Rochdi Koubaa Der Ramadan als eine der fünf Grundsäulen des Islam ist für uns sehr wichtig. Die Fastenzeit ist eine besinnliche Zeit, die normalerweise stark von Begegnungen geprägt ist, in den Familien, aber vor allem auch in der Gemeinde. Das ist in diesem Jahr ganz anders. Der Ramadan ist einsam geworden. Normalerweise hat man in dieser Zeit oft Gäste oder ist selbst eingeladen, man kommt in der Moschee zusammen. All das fehlt. Die Gemeinschaft leidet und das trifft uns alle stark.
53 Familien gehören dem Verein an
Rochdi Koubaa ist seit 2006 Vorsitzender des Marokkanischen Kulturvereins Arnsberg.
Seit 2016 hat der Verein seinen Standort in der Turnhalle der ehemaligen Pestalozzischule am Hüttengraben in Hüsten.
Aktuell gehören dem Verein 53 Familien an, die ersten kamen in den 60er-Jahren nach Arnsberg.
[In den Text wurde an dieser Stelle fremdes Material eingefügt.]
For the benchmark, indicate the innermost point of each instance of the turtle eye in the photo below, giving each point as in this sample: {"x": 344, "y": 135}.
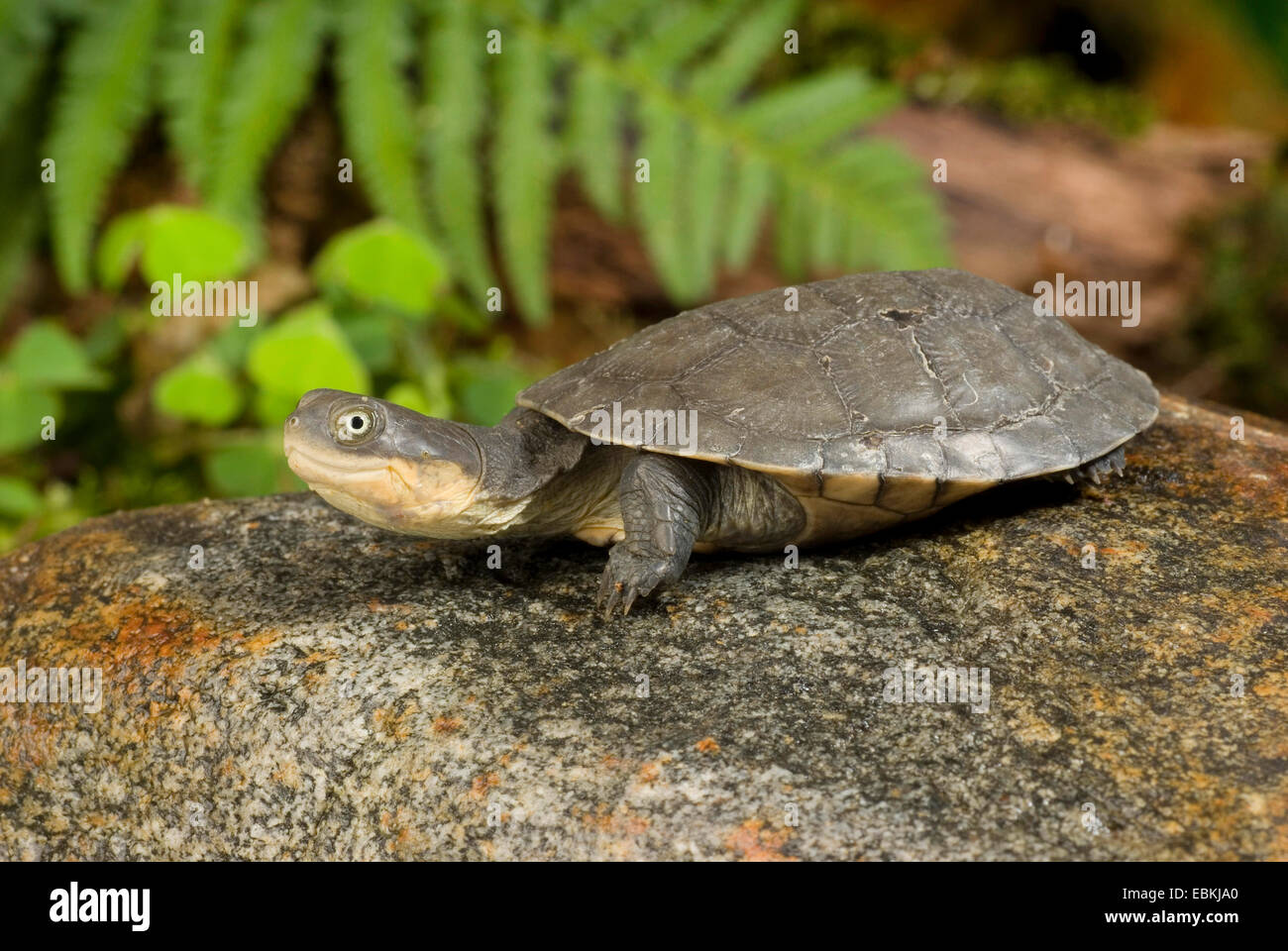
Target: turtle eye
{"x": 356, "y": 425}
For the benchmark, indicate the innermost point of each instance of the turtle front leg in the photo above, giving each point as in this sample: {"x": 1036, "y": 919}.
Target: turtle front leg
{"x": 666, "y": 504}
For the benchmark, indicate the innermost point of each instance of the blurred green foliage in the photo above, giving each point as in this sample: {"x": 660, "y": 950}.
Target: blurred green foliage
{"x": 1239, "y": 324}
{"x": 1037, "y": 90}
{"x": 455, "y": 136}
{"x": 213, "y": 418}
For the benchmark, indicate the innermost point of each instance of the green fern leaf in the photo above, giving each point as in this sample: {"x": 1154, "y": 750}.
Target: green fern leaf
{"x": 526, "y": 158}
{"x": 375, "y": 106}
{"x": 737, "y": 59}
{"x": 456, "y": 94}
{"x": 681, "y": 31}
{"x": 102, "y": 102}
{"x": 25, "y": 34}
{"x": 658, "y": 202}
{"x": 752, "y": 187}
{"x": 270, "y": 79}
{"x": 20, "y": 195}
{"x": 814, "y": 111}
{"x": 192, "y": 82}
{"x": 593, "y": 138}
{"x": 600, "y": 22}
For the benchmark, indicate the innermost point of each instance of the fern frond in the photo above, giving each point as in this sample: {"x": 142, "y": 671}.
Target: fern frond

Etwa ein Viertel der Mitglieder gehört zu dieser Generation.
Was ist aktuell in der Moschee möglich?
Wir haben die Moschee schon früh geschlossen, eine Woche vor der Entscheidung der Bundesregierung, alle Gotteshäuser zu schließen. Und wir haben jetzt bekannt gegeben, dass sie auch bis zum Ende des Ramadans nicht wieder öffnen wird. Das ist für viele schwer, denn die Moschee als Ort des Gebets und der Begegnung ist gerade in dieser Zeit sehr wichtig. Aber wir tragen eine Verantwortung für die Gesundheit der Menschen, die zu uns kommen. Aus unserer Sicht ist das Risiko gerade einfach zu groß, gerade bei den Menschenmengen, die im Ramadan zusammenkommen. Deshalb haben wir im Vorstand diese Entscheidung getroffen und bitten um Verständnis.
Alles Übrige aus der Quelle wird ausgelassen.